Mailing List Archives
Authenticated access
|
|
|
[Date Prev][Date Next][Thread Prev][Thread Next][Date Index][Thread Index]
Re: [Condor-users] Whole System Scheduling
- Date: Fri, 23 Oct 2009 11:35:05 -0500
- From: Dan Bradley <dan@xxxxxxxxxxxx>
- Subject: Re: [Condor-users] Whole System Scheduling
Jonathan D. Proulx wrote:
Hi All,
I've been trying to get whoel system scheduling working on my pool
for some months now and it is becoming a rather critial issue.

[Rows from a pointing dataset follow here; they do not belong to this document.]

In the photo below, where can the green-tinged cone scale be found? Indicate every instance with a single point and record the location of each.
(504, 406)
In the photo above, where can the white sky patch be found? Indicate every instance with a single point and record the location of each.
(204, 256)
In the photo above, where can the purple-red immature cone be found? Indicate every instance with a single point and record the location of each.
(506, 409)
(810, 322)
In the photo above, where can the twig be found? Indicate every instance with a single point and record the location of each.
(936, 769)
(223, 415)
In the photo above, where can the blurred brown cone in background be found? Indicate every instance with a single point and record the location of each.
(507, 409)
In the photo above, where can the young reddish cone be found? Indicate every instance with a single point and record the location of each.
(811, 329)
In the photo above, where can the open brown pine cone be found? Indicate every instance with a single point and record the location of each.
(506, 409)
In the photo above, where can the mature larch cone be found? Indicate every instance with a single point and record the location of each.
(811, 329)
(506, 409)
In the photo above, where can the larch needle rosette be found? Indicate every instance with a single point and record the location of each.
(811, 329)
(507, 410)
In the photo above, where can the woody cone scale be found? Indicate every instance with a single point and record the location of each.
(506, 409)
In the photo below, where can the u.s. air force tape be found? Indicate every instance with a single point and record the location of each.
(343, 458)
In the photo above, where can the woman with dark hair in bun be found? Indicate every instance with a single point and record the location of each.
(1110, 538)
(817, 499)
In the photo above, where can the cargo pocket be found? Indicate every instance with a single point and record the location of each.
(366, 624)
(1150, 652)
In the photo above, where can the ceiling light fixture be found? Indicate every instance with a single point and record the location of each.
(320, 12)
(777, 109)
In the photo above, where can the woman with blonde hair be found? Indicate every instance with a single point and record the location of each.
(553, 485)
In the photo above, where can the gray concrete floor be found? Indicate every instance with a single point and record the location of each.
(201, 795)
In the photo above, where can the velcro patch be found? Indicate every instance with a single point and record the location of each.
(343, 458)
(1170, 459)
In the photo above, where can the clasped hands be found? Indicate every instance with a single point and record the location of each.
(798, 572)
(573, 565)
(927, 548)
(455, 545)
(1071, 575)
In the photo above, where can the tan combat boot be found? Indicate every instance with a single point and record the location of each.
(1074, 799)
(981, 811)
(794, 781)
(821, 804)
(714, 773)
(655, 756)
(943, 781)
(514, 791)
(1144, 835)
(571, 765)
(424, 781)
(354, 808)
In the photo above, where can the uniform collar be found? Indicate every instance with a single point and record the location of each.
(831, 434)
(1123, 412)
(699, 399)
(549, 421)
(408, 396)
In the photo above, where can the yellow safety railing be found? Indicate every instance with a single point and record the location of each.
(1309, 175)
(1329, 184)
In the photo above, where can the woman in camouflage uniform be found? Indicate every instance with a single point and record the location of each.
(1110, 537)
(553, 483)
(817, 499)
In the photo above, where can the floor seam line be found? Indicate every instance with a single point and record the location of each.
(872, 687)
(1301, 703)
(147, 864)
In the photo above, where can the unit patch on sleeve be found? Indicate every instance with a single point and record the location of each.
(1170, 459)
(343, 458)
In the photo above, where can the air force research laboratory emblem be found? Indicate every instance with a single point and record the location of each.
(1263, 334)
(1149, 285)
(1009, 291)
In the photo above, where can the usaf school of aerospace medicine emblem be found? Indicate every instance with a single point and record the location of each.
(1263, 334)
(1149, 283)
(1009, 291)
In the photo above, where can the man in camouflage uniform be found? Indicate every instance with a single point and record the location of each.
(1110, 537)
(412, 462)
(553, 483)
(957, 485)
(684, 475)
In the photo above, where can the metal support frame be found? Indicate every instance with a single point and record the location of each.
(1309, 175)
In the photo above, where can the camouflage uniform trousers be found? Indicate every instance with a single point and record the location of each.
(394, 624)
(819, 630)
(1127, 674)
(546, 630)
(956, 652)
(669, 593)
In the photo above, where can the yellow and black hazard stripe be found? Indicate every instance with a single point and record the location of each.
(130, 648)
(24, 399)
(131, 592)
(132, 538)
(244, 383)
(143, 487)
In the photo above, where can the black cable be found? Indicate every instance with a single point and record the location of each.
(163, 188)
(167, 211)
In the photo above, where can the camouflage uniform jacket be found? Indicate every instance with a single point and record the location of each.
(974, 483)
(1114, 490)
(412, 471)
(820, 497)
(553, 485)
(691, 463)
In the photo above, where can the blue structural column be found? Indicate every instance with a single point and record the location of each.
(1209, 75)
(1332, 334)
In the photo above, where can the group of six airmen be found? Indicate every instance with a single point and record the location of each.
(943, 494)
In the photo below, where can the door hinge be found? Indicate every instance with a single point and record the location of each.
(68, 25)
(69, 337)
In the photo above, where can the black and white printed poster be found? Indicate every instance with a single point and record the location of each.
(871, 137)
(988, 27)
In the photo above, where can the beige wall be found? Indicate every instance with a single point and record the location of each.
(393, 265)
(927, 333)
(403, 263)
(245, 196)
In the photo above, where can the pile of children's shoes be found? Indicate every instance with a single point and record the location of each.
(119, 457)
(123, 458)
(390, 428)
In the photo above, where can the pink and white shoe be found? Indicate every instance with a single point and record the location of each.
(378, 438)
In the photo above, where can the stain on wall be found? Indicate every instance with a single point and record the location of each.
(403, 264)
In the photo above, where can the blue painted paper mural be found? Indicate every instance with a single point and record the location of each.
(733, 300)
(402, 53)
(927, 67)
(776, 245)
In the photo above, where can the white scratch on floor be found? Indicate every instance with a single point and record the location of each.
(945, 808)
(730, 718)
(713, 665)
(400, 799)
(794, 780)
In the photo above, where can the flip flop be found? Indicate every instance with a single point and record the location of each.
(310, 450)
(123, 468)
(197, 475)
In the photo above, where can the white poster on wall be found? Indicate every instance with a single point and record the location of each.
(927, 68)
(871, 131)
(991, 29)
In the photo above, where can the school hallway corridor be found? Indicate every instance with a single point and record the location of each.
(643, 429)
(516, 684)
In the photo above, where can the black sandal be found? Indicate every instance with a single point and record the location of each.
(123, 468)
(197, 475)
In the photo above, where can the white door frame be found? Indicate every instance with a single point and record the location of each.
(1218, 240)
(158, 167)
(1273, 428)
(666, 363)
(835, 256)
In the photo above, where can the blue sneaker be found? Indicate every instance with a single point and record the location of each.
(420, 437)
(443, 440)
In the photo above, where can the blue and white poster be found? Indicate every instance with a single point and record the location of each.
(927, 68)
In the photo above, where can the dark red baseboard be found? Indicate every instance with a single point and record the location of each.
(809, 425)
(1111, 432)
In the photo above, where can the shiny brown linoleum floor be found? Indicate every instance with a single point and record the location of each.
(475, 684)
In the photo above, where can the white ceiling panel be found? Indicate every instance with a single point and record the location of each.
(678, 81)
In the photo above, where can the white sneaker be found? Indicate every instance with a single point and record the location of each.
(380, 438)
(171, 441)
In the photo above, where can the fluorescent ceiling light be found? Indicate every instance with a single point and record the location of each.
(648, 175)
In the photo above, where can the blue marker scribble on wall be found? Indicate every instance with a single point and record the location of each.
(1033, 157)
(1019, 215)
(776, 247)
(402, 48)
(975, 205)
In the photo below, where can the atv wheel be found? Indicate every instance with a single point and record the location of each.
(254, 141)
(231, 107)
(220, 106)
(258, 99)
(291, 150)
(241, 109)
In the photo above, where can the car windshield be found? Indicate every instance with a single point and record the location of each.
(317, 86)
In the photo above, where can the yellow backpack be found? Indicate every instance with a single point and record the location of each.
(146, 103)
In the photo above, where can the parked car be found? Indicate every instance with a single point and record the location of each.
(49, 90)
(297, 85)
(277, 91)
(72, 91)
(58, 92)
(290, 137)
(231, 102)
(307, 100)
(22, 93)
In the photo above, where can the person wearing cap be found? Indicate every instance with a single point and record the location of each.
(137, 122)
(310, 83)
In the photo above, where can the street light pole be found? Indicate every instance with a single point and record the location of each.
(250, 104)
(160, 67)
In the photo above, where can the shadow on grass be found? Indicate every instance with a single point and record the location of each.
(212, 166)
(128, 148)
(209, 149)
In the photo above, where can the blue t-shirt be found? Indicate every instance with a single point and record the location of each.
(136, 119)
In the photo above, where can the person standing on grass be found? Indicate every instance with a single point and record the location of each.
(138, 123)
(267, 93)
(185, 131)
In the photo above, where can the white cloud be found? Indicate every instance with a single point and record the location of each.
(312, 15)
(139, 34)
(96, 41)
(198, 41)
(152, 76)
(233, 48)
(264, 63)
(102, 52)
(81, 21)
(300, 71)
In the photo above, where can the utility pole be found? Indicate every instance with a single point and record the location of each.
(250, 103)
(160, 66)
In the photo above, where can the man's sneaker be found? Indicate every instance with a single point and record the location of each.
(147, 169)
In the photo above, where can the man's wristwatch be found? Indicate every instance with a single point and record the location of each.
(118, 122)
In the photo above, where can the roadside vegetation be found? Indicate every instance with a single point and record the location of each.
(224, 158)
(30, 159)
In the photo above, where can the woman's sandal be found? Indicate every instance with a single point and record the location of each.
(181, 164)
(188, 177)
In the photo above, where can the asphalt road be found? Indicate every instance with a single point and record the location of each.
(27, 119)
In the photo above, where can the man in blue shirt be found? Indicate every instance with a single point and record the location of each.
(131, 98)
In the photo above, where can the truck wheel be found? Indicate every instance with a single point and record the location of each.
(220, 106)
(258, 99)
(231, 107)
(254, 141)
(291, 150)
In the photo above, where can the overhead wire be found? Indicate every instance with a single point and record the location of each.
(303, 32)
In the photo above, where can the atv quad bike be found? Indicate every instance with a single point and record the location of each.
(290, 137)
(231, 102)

I've been basing my config off of http://nmi.cs.wisc.edu/node/1482
Ideally I'd like
1) Whole system jobs _must_ not run untill they have the whole system
2) Non "PriorityGroup" (predefined in config) jobs _should_ be
preempted when a "PriortyGroup" whole system job is scheduled
3) Whole system jobs _should_ be suspended untill all single slot
"PriorityGroup" jobs complete
Point one is critical as much of the code users are looking to
schedule in this way is benchmark code that is only meaningful if the
rest of the system is quiescent.
Igoring non Priority group users for now and trying to simply have
suspend the whole system job untill all other slots are clear fails at
MaxSuspendTime, which is understandable except the job does execute
for some period of time before being killed and requeued (usually in
the exact same slot)
The how-to recipe tries to merge itself with whatever existing
suspension policy you may have. In your case, the two are not really
compatible. I recommend getting rid of the "merge". In other words,
don't logically OR the existing $(SUSPEND) expression with the
whole-machine suspension expression.
Regarding #2 and #3. You might try something like the following. I
apologize that I have not had time to test this.
I assume the priority jobs have a ClassAd attribute named
PriorityGroup. For example, the jobs could be submitted with the
following line in the submit file, including the leading + sign:
+PriorityGroup = True
If you have some other scheme for identifying the priority jobs, it can
be used instead. Anyway, going ahead with the above assumption, here's
a config:
STARTD_JOB_EXPRS = $(STARTD_JOB_EXPRS) PriorityGroup RequiresWholeMachine
STARTD_SLOT_EXPRS = $(STARTD_SLOT_EXPRS) PriorityGroup
RequiresWholeMachine Activity
# Suspend the whole-machine job until the other slots are empty
SUSPEND = \
(SlotID == 1 && Slot1_RequiresWholeMachine =?= True && \
(Slot2_Activity =?= "Busy" || Slot3_Activity =?= "Busy" || ... )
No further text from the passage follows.